Yo no soy Dios pero mi
debilidad puede ser, en lugar de una barrera, un trampolín hacia Él
Comenta
el padre José Kentenich: “Miren, el
hombre de hoy no puede soportar, no puede sobrellevar ser simplemente una
criatura, no ser Dios. El hombre no puede soportar ser un ser sexuado que
necesita del otro sexo para ser complementado. No puede reconocer sus propias
fronteras y limitaciones. El hombre no puede soportar el no valerse por sí
mismo, el tener que depender de otros”.
Soy
frágil. Me cuesta no ser Dios. Experimento cada día la fragilidad. Me
cuesta tanto tocar mis límites… Levantarme y volverme a caer. Quisiera ser Dios
para no tener que ser partido nunca. Deseo estar en todas partes para
llegar a todos. Ser todopoderoso para solucionarlo todo. Vencer siempre en
lo que me propongo.
Por
eso me rebelo contra esa fragilidad que acaricio desde el nacimiento. Quiero
ser Dios.
Al
comulgar no me hago Dios. Me hago más hijo, más frágil, más dócil. Y entonces
mi debilidad no se convierte en una barrera sino en un trampolín hacia Dios. Mi
debilidad me sana, no me condena. Mi fragilidad me eleva hasta Dios, no me
hunde. ¡Qué paradoja! Aprendo a sentirme necesitado de su poder y de su amor.
Comulgo
para recibir su abrazo de nuevo y poder seguir caminando. Experimento su amor y
me vuelvo a levantar. Me da fuerzas para hacer realidad lo que comenta Winston
Churchill: “El éxito es la habilidad de ir de fracaso en fracaso sin
perder el entusiasmo”. Mi vida, de fracaso en fracaso, pero sin
perder nunca la pasión por vivir. Sin dejar de luchar.
Decía
Samuel Beckett: “Siempre intentaste.
Siempre fallaste. No importa. Intenta de nuevo. Falla de nuevo. Falla mejor”. No
importa fallar. No importa romperme. Lo que vale es volverme a levantar.

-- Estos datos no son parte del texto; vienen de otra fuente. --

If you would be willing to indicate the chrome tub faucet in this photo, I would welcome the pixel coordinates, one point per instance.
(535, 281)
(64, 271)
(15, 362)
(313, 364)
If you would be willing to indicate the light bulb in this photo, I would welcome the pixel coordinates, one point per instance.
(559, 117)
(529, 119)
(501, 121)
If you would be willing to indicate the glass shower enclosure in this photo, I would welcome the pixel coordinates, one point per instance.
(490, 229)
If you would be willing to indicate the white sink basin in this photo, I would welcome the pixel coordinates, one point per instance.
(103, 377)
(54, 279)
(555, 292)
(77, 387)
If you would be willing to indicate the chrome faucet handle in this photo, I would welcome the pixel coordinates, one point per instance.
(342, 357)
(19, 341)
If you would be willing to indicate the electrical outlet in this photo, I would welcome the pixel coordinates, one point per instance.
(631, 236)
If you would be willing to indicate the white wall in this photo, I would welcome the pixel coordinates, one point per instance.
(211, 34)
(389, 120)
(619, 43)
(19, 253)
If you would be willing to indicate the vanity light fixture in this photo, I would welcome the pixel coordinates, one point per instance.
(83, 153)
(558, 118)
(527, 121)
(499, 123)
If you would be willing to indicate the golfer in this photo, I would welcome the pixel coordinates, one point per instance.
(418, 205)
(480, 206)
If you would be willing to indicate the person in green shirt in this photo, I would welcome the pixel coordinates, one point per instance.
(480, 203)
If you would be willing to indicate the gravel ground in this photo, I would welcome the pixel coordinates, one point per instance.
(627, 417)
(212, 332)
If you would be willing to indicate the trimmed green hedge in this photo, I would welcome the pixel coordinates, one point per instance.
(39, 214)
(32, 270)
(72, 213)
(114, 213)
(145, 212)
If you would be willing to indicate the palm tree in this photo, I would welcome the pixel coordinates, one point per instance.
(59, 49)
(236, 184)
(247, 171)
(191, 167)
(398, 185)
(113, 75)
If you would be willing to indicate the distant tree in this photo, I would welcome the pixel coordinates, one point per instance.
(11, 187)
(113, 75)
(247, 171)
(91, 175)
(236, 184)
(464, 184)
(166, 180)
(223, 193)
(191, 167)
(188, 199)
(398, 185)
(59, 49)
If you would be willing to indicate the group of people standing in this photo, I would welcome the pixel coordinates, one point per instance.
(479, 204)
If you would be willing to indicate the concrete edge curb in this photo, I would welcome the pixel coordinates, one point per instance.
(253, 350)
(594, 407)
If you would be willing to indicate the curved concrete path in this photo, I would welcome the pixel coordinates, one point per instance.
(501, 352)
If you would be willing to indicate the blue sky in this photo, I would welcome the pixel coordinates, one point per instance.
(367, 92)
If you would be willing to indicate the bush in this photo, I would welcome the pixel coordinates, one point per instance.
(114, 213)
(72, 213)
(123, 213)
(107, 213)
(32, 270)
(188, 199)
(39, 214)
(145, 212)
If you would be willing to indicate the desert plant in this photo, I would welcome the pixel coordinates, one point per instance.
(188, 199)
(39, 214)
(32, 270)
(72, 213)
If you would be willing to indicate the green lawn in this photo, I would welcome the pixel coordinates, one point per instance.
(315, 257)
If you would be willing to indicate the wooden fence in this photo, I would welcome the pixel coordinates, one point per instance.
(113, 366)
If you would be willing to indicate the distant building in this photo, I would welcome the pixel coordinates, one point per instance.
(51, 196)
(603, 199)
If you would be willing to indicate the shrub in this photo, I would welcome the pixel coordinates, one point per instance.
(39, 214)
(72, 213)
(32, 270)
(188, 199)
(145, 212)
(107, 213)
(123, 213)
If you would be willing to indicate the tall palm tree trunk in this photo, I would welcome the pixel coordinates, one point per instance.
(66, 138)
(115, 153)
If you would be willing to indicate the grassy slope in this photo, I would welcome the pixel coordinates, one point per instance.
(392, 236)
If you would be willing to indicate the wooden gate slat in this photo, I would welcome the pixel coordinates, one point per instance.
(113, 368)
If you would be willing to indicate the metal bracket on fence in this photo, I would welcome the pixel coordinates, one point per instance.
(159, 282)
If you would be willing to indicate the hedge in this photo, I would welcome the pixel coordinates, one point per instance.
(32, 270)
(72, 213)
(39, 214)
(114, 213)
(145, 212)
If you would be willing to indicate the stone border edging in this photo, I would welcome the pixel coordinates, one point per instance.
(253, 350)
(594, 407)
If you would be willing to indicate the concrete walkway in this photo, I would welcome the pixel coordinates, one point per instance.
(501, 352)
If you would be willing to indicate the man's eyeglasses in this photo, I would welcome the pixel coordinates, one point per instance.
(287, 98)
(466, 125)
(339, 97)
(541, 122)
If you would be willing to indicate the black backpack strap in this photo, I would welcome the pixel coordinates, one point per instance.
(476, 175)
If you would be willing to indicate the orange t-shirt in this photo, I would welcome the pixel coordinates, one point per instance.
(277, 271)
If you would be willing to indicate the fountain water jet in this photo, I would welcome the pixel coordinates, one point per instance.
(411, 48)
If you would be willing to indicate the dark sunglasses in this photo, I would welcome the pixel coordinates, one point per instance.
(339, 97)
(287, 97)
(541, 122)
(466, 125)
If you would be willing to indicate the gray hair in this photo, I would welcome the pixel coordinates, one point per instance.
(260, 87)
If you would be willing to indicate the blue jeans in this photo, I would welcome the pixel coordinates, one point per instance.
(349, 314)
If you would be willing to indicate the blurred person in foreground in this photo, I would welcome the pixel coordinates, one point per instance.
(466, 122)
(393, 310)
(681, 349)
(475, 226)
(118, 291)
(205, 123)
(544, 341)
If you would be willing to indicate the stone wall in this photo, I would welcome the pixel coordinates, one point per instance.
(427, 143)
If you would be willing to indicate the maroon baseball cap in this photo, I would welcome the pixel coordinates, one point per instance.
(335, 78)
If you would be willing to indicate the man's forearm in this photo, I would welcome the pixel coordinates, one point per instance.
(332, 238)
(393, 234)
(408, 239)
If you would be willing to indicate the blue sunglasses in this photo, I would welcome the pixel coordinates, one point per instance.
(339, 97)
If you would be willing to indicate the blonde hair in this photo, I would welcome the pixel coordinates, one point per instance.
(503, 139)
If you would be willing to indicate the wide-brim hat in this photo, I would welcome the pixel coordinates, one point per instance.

Partirme de nuevo. Volverme a partir.
A
menudo me creo que el éxito en la vida consiste en no sufrir. No tener
heridas. No padecer crisis. Como si vivir así me hiciera más feliz. Como si esa
fuera la meta de mi camino. Y me turba el sufrimiento, el fracaso y la pérdida.
No me rindo. No quiero dejar de luchar, de partirme. Vuelvo a intentarlo.
Vuelvo a fallar. Fallo mejor.
Pero
no dejo de caminar por la vida con la mirada alta. Sin desfallecer. No me
quiero olvidar del amor de Dios en mi vida. No me olvido del amor de Dios en mi
vida partida. No me olvido del dolor y el sufrimiento pasados. Son también
parte de mi camino. En ellos está Dios que me alimenta a diario, me sostiene,
le da paz a mi alma.
Dios
sana mis heridas, mi alma partida. Me da fuerzas para volver a empezar, para
partirme de nuevo. No pierdo la esperanza. Lucho. Lo intento. Tenga éxito o
fracase. No importa. La confianza no la pierdo nunca.
Me
cuesta entregar la vida por amor a otros, partirme de forma voluntaria. Por lo
general me busco de forma egoísta. Es la tentación de mi alma. No quiero que
sea triturado mi trigo. No quiero que sea molido. Pero tal vez es la única
forma de que haya pan.
El
amor verdadero muere por la persona amada. Entrega todo sin límites, sin
egoísmos, sin barreras. Se parte, se rompe. Ya no es partido de forma pasiva.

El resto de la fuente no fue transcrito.